Extracting useful information from high-dimensional data is the focus of today's statistical research and practice. Penalized loss function minimization has been shown to be effective for this task both theoretically and empirically. With the vitures of both regularization and sparsity, the L1-penalized L2 minimization method Lasso has been popular.

In this talk, we combine different norms including L1 to form an intelligent penalty in order to add side information to the fitting of a regression or classification model to obtain reasonable estimates. Specifically, we introduce the Composite Absolute Penalties (CAP) family which allows the grouping and hierarchical relationships between the predictors to be expressed. The CAP framework covers and goes beyond existing works including grouped lasso and elastic nets.CAP penalties are built by defining groups and combining the properties of norm penalties at the across group and within group levels. Grouped selection occurs for non-overlapping groups.
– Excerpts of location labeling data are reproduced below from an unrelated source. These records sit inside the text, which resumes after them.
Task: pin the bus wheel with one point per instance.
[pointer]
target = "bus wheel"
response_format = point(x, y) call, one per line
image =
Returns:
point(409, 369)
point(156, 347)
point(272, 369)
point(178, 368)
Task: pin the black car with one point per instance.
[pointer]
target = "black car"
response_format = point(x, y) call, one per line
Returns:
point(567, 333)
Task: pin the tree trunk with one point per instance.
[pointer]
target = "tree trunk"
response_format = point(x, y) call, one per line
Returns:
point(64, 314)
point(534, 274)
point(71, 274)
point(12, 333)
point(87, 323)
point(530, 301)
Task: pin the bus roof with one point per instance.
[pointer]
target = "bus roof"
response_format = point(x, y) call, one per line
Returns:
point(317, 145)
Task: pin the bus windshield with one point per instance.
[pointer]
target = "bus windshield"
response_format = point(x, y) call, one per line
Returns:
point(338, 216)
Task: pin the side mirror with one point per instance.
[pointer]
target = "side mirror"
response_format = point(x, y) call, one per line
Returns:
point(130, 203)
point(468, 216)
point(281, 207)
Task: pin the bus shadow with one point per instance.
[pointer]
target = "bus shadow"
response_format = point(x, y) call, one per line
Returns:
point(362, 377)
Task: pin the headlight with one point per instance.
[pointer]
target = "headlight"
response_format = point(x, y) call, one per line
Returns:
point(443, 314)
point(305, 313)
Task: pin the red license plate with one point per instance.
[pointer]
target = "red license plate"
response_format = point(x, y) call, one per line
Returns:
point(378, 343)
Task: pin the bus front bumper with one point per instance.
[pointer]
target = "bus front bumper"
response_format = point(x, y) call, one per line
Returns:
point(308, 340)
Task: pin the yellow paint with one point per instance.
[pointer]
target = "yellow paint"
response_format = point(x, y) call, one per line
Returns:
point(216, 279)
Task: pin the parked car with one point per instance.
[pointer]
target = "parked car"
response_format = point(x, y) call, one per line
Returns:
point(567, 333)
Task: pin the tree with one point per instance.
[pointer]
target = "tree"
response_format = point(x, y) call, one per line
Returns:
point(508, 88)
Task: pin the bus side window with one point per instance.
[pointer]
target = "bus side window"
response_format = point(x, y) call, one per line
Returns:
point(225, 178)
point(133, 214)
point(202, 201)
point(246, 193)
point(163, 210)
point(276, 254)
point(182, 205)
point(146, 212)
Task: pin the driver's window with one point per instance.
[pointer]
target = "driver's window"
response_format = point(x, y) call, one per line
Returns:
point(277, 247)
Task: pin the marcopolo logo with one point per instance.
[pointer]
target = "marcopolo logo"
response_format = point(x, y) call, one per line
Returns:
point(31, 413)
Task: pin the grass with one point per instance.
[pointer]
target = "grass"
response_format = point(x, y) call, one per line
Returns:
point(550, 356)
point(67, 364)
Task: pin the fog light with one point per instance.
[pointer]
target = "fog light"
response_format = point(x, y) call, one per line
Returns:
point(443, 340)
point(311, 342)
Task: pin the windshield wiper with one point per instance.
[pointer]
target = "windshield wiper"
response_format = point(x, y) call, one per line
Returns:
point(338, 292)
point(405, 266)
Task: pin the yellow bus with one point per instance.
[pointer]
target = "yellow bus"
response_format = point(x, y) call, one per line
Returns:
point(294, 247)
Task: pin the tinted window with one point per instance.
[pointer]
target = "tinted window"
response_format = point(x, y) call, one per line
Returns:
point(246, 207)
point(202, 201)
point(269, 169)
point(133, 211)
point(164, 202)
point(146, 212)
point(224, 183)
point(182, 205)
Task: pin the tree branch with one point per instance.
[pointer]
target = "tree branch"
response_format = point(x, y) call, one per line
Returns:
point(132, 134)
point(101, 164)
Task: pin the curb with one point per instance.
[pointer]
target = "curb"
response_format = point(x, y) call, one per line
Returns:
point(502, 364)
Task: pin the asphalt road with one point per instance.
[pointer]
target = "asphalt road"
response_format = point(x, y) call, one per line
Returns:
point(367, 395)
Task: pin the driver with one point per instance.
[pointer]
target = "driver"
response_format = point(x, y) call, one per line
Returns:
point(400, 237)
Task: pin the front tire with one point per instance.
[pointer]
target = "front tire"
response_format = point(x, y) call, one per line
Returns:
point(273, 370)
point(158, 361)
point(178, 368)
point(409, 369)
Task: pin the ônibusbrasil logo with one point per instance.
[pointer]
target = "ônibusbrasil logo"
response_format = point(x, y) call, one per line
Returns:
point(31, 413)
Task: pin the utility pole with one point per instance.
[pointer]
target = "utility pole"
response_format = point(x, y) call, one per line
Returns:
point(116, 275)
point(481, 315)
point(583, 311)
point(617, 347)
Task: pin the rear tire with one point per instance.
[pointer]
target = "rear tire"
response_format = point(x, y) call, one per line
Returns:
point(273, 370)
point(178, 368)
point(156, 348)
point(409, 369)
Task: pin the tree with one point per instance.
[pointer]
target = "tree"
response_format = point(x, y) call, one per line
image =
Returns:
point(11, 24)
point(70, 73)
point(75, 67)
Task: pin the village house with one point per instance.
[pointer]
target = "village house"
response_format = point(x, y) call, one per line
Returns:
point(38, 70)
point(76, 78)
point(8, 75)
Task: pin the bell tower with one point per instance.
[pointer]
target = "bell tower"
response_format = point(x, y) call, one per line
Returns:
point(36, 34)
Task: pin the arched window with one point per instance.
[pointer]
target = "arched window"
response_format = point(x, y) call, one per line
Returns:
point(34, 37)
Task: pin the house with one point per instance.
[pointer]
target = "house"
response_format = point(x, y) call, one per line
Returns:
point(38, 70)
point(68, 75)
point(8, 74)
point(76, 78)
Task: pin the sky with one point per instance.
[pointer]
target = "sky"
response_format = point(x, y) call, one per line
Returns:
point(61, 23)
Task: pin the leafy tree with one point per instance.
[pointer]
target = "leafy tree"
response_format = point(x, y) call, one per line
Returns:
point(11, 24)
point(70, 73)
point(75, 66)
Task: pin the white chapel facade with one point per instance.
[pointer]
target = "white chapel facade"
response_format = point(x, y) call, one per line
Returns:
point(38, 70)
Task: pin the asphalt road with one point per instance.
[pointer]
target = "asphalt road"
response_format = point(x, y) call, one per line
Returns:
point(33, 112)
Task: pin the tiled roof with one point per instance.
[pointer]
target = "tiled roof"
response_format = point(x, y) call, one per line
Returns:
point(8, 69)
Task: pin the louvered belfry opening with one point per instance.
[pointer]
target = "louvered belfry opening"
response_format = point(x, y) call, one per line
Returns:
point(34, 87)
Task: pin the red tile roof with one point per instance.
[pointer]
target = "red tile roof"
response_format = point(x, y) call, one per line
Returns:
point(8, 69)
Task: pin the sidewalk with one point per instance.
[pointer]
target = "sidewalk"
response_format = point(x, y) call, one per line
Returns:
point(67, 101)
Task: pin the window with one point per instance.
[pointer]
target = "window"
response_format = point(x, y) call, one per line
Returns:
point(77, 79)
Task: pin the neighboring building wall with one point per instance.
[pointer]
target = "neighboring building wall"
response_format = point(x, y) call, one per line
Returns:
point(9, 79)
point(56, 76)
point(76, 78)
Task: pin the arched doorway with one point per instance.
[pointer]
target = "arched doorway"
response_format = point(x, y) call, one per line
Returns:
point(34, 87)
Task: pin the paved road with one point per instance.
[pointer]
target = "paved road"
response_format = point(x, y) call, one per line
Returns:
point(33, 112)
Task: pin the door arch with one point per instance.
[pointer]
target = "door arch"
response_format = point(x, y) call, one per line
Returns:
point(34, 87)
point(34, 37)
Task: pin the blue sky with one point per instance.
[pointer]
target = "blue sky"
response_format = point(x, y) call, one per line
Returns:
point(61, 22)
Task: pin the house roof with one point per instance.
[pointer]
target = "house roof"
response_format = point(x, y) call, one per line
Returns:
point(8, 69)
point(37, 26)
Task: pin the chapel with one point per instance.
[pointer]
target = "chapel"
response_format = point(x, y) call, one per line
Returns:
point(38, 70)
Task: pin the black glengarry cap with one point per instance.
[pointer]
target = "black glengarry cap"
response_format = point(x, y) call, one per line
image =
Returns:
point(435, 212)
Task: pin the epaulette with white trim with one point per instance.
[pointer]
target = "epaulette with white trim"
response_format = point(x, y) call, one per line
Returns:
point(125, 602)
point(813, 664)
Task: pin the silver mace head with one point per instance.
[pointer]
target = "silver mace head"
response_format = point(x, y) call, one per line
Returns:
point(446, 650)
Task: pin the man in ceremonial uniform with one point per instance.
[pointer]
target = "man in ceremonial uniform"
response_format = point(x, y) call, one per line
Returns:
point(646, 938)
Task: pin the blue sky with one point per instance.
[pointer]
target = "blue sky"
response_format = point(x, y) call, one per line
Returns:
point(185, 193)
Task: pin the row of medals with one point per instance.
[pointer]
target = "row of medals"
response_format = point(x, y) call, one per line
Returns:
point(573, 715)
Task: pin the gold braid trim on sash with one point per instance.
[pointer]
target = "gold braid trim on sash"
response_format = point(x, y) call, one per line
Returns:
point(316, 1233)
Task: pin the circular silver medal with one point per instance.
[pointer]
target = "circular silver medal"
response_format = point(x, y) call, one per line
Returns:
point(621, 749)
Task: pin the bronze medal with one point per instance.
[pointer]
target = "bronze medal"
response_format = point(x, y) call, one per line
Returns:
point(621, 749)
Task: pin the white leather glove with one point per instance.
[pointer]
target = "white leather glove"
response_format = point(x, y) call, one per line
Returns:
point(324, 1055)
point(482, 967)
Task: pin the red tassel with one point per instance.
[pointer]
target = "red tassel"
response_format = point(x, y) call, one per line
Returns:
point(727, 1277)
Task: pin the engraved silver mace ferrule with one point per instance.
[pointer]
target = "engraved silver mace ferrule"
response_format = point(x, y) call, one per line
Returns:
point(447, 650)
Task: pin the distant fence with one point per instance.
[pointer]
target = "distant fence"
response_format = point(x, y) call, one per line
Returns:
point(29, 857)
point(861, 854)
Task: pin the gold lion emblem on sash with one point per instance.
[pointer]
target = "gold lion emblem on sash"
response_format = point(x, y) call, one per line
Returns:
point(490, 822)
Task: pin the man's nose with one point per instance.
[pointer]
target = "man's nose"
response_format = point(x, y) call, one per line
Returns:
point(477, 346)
In that case, we give a Bayesian interpretation for CAP penalties.Hierarchical variable selection is reached by defining groups with particular overlapping patterns.In the computation aspect, we propose using the BLASSO and cross-validation to obtain CAP estimates. For a subfamily of CAP estimates, we introduce the iCAP ($\infty$-CAP) algorithm to trace the entire regularization path for the grouped selection problem. Within this subfamily, unbiased estimates of the degrees of freedom (df) are derived allowing the regularization parameter to be selected with cross-validation. CAP is shown to improve on the predictive performance of the LASSO in a series of simulated experiments including those when $p>>n$ and when the grouping is wrong.  When the complexity of a model is properly calculated, iCAP is seen to be parsimonious as well in the experiments. 

 

AdaRank: A Boosting Algorithm for Information Retrieval
Hang Li
Microsoft Research Asian

In this talk, I will introduce a machine learning algorithm for constructing ranking functions in information retrieval, which we have developed recently. I will first give an overview on information retrieval using machine learning. I will explain the ranking models, evaluation criteria, and data collection methods widely used in information retrieval. The models include BM25, Language Model for IR, the general model of Learning to Rank. The evaluation criteria include NDCG (Normalized Discounted Cumulative Gain) and Kendall's tau. The data collection methods are explicit data labeling and implicit data labeling. I will discuss that Ideally a learning algorithm would train a ranking model that could directly optimize the performance measures with respect to the training data, in contrast to the fact that many existing methods were only able to train ranking models by minimizing loss functions loosely related to the performance measures.  I will next introduce our proposal on AdaRank, a boosting algorithm, which can minimize a loss function directly defined on the performance measures. I will also explain the theoretical results and empirical results we have obtained with regard to AdaRank. This is joint work with Jun Xu at MSRA.

 

Hilbert Space representations and tests for distributions
Alex Smola
University of Australia

Entropy and mutual information are popular methods for dealing with distributions. In this talk I will discuss alternative measures for computing distances between distributions based on Reproducing Kernel Hilbert Spaces. This leads to a family of methods ranging from  computationally efficient two sample tests over tests for independence of random variables, algorithms for feature selection, clustering, covariate shift correction and variants of maximum  variance unfolding. The talk will discuss several of those applications and algorithms arising from this setting.

 

Bayesian Models of Social Networks and Text
Andrew McCallum
University of Massachusetts Amherst

In this talk I will describe recent research at the intersection of information extraction, data mining and social network analysis.  In particular I will focus on how such a combination can be made both robust and scalable---showing that the typical brittle cascading of errors from text extraction to data mining can be avoided with unified probabilistic inference in graphical models, and showing that these models can be made efficient with recent methods of approximate inference and learning. After briefly introducing conditional random fields, I will demonstrate their use in joint models of extraction, entity resolution, and sequence alignment. I will then describe several methods of integrating textual data into a particular type of data mining---social network analysis.  In one model, we discover role-similarity between entities by examining not only network connectivity, but also the words communicated on on those edges; I'll demonstrate this method on a large corpus of email data.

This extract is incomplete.